I inserted myself this time, through Eminem, Three Days Grace and Weezer. “Always stuck in this battling mode,” always in survival mode, trying to make it through the day. “Stumble and you fall down” is partly literal, partly metaphorical, the key is in “why won’t you ever learn.” Stumble in fall is when the inner critic is in charge. I think I’m going to do well, excel, something happens and I think I’ve failed. Journalism school, for example, how it felt like failure and still dogs me. Stumbling, falling, not learning, common words coded in lyrics to tell me dropping out of J-School isn’t failure. It’s wisdom. Without that experience, I’d still think I’m dumb. Without that experience, I wouldn’t know I must be challenged and that legal technology has been able to continually challenge me.

I’ve been in the legal technology space for roughly seven years now. Seven.
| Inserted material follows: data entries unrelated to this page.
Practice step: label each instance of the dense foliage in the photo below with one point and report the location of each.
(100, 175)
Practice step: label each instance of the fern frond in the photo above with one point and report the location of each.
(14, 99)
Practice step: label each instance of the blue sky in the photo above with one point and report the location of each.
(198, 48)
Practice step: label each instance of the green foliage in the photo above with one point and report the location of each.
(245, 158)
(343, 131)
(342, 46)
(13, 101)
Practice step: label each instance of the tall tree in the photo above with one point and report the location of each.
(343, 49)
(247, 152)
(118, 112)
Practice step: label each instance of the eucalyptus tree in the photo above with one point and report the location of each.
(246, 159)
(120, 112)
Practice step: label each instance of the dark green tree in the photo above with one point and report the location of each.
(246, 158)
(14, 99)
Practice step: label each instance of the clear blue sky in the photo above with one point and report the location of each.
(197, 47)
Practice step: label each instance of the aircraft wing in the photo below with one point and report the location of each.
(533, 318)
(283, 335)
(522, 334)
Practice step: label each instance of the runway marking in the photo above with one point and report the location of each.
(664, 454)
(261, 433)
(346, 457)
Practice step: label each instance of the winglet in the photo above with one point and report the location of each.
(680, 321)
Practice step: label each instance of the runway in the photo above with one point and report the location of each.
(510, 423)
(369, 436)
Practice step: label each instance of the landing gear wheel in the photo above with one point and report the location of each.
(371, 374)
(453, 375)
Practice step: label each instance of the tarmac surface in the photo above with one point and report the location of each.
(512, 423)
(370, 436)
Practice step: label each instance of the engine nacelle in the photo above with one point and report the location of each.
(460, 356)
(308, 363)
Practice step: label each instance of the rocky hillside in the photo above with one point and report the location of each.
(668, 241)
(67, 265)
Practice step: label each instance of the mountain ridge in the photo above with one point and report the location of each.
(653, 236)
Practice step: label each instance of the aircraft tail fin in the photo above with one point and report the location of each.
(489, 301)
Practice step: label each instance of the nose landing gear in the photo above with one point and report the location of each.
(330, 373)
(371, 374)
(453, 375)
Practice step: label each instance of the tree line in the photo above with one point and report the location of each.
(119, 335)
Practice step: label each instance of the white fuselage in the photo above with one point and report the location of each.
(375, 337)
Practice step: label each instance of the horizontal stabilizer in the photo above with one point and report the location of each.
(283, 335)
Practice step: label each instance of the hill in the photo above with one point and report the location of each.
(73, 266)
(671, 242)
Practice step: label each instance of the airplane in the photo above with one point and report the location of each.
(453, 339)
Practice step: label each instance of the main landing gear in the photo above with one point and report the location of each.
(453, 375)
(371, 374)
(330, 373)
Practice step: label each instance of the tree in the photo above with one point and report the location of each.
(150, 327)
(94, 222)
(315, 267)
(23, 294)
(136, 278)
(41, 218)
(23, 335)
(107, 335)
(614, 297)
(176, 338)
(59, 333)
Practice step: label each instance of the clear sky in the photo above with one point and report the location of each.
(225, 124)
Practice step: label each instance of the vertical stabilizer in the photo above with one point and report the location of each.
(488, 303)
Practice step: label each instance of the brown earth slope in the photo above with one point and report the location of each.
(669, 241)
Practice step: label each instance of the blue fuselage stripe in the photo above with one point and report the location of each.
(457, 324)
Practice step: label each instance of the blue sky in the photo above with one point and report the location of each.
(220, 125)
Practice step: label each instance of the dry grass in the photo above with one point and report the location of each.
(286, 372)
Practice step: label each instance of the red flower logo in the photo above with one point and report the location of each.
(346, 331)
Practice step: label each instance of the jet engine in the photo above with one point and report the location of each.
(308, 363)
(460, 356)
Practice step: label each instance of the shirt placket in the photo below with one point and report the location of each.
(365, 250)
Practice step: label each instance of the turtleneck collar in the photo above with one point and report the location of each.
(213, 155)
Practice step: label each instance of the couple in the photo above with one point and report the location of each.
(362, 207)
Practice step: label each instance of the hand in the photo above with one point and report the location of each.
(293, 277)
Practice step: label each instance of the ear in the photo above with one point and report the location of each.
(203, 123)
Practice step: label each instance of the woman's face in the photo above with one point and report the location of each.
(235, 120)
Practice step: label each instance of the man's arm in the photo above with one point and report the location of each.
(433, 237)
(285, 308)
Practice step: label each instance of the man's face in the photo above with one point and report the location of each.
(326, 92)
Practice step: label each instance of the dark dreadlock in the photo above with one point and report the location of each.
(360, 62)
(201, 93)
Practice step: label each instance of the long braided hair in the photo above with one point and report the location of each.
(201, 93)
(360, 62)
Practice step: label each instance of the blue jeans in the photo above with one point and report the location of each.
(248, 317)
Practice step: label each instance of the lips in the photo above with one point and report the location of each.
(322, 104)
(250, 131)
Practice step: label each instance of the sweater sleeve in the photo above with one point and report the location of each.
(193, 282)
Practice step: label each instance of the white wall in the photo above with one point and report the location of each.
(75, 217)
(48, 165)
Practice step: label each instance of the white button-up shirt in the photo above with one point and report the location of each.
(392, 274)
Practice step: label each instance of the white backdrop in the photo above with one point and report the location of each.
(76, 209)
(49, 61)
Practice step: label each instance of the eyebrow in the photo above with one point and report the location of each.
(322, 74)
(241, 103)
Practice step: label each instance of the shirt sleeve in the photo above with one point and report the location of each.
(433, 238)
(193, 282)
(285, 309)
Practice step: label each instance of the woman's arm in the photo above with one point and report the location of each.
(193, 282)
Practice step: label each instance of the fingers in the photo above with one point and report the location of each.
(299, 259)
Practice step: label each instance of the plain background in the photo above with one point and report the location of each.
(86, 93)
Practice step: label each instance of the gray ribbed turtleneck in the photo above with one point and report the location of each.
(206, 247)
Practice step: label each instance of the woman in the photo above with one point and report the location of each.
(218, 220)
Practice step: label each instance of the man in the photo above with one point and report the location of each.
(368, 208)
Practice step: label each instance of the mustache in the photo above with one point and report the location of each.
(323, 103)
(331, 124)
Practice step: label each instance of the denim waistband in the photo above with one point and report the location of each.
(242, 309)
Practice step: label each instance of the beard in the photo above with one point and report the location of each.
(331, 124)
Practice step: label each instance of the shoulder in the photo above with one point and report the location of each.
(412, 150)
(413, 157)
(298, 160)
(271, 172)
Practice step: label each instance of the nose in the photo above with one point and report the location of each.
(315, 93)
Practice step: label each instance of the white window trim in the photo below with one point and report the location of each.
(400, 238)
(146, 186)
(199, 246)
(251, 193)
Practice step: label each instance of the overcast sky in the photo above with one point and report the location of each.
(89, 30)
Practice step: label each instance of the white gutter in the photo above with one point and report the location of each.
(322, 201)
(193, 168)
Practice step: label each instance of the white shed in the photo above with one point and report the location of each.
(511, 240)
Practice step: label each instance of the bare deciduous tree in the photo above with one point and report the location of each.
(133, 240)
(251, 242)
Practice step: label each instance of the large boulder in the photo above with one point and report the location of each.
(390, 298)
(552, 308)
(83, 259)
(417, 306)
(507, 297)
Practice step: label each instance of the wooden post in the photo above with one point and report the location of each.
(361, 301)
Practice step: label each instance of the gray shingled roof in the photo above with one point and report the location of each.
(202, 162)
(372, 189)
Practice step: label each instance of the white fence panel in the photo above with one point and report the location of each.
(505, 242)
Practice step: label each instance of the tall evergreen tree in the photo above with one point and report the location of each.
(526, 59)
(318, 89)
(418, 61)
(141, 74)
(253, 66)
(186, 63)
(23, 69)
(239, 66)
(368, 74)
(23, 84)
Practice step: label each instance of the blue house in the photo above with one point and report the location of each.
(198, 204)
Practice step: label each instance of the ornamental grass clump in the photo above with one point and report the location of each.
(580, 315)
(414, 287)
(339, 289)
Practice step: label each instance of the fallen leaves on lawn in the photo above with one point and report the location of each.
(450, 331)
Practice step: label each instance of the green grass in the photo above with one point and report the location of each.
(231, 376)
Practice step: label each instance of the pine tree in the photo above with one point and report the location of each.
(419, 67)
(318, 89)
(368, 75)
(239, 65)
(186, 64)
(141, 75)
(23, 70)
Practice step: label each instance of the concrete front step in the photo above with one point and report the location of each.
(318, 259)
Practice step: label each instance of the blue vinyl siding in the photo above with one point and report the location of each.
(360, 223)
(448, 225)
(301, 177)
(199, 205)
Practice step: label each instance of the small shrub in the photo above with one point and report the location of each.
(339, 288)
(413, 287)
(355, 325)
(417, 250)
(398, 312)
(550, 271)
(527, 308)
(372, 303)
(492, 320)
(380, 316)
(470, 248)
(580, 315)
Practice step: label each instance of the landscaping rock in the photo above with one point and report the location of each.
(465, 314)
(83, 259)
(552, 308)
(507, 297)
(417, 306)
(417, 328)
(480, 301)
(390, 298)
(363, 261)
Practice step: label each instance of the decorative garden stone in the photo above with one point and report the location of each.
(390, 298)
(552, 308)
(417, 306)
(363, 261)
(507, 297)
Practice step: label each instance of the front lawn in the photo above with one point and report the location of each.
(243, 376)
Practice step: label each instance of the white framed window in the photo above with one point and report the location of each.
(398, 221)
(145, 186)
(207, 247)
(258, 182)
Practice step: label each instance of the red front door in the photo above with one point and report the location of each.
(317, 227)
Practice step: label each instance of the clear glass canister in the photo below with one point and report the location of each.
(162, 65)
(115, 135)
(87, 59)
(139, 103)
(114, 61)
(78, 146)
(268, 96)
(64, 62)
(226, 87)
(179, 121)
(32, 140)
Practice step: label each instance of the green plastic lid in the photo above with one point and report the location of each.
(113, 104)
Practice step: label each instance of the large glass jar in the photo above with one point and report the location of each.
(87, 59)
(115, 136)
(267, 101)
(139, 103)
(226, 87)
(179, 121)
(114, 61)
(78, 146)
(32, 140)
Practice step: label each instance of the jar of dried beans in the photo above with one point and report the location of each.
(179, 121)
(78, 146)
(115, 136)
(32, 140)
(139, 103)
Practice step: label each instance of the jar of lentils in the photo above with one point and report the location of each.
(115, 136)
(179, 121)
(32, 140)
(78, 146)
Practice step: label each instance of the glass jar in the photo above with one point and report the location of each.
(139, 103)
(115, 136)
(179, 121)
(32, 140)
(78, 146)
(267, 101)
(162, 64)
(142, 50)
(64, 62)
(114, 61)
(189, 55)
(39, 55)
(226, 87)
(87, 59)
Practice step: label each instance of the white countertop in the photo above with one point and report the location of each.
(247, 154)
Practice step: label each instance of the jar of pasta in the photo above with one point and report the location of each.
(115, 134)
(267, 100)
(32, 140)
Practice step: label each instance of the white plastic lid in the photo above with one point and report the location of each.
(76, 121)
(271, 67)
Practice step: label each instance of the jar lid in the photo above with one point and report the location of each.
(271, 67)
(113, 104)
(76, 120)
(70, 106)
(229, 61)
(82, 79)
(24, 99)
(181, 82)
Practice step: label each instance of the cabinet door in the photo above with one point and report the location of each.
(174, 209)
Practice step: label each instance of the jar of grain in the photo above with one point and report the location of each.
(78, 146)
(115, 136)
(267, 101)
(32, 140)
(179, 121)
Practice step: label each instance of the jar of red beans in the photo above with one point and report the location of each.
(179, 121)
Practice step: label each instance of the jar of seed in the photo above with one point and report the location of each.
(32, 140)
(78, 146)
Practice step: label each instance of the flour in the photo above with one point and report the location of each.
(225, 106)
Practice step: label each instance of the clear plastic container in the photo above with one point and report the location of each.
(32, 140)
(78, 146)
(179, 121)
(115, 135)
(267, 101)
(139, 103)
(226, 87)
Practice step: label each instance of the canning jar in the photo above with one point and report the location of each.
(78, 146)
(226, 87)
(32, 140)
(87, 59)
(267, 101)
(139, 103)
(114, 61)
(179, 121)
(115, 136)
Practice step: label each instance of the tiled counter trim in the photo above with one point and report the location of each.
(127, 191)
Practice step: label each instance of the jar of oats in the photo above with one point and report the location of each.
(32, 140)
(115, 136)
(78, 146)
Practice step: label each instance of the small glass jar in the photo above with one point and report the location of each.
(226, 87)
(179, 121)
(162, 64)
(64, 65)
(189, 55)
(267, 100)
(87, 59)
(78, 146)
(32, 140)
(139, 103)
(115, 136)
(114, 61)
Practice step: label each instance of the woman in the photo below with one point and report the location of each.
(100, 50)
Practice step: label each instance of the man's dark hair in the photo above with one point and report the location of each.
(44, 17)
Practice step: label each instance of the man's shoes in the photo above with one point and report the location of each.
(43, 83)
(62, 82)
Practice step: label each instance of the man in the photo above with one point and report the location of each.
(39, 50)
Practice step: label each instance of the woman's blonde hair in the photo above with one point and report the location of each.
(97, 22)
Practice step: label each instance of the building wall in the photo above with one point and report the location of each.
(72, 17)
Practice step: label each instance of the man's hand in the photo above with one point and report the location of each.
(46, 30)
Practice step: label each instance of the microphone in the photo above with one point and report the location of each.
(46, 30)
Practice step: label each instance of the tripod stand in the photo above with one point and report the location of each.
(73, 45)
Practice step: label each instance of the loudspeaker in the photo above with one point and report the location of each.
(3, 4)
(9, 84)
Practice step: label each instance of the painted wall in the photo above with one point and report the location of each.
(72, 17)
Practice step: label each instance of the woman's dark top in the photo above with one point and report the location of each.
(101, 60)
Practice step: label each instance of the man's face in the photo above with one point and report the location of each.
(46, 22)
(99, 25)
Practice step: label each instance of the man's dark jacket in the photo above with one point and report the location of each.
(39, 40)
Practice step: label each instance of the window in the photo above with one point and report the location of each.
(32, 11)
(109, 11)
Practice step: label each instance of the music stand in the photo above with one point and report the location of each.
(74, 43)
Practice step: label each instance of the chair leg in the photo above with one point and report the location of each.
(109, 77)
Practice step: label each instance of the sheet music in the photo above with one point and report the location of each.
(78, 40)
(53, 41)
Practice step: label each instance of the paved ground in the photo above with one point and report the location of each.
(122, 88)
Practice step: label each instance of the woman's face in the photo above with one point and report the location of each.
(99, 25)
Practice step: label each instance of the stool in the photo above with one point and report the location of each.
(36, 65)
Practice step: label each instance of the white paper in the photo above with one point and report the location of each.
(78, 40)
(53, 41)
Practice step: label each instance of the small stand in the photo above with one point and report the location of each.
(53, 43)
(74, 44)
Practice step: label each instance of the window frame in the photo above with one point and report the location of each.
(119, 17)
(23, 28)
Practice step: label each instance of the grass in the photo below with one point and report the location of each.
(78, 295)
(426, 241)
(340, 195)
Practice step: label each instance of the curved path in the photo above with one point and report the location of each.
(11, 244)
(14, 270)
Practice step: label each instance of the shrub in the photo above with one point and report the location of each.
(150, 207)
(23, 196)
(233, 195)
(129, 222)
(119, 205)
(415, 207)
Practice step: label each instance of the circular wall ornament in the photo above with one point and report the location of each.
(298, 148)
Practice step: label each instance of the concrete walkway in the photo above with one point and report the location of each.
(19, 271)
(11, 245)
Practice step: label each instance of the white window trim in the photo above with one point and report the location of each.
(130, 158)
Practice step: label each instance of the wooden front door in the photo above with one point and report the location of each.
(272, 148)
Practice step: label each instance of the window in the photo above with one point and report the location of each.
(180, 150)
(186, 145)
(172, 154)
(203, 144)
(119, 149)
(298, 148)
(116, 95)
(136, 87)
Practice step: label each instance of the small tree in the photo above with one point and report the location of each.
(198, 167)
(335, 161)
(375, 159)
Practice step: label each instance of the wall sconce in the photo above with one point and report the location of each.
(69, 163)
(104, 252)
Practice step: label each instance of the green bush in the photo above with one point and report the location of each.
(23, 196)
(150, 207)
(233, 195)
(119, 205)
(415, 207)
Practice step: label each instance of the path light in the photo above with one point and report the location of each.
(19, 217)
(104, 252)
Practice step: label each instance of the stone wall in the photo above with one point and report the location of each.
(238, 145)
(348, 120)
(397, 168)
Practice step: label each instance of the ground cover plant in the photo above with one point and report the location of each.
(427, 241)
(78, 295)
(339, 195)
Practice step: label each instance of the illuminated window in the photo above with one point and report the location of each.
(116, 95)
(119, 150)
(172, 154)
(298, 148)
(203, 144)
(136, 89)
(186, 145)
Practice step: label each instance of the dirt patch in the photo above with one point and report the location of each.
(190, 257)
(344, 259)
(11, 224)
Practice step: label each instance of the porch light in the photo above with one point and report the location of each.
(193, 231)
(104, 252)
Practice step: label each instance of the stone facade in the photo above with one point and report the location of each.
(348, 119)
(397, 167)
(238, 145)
Nothing has held my attention quite like legal technology, issues of privacy and its nuanced applications as generations new and old collide, collaborate and clash over what it means, or if it still has meaning today. How generations hold some information more private than others. How some people hold some information more private than others. The contradictory nature of privacy, technology and the law.

By the end, with Weezer and Faithless, I’ve made a choice. “Inaction is a weapon of mass destruction.” Remaining in the status quo is not an option. There is something more, something else beyond, or perhaps deeper, that I must explore.

Four months later, in April 2013, I could not get this out of my head:

“3-2-1 Contact!” Children’s Television Workshop
Contact is secret; is the moment when everything happens!
Contact is the answer; is the reason that everything happens!
Contact! Let’s make contact!

Remember that? What a great show. I still remember the part of the opening credits where you see a frog, in slow motion, capture a bug with its tongue. That always fascinated me. The whole opening sequence fascinates me. The lyrics stayed in my head for awhile, and gradually mixed with Seether’s “Rise Above This,” specifically two lyrics:

“Rise above this doubt”
“I’ll mend myself before it gets me.”

I had connected with a deeper sense of self, established direct contact I had been unable to do before. But as with any new thing, any unknown, there is a modicum of doubt. I have come to think of that as J-school residue. Unwilling to embrace it fully, unwilling to be so blind but instead, find that Monet Distance. I wonder, now, if that is paralyzing, or a method of mending before J-school residue seeps in and takes over.

Looking back one day, connecting more dots, I may have an answer.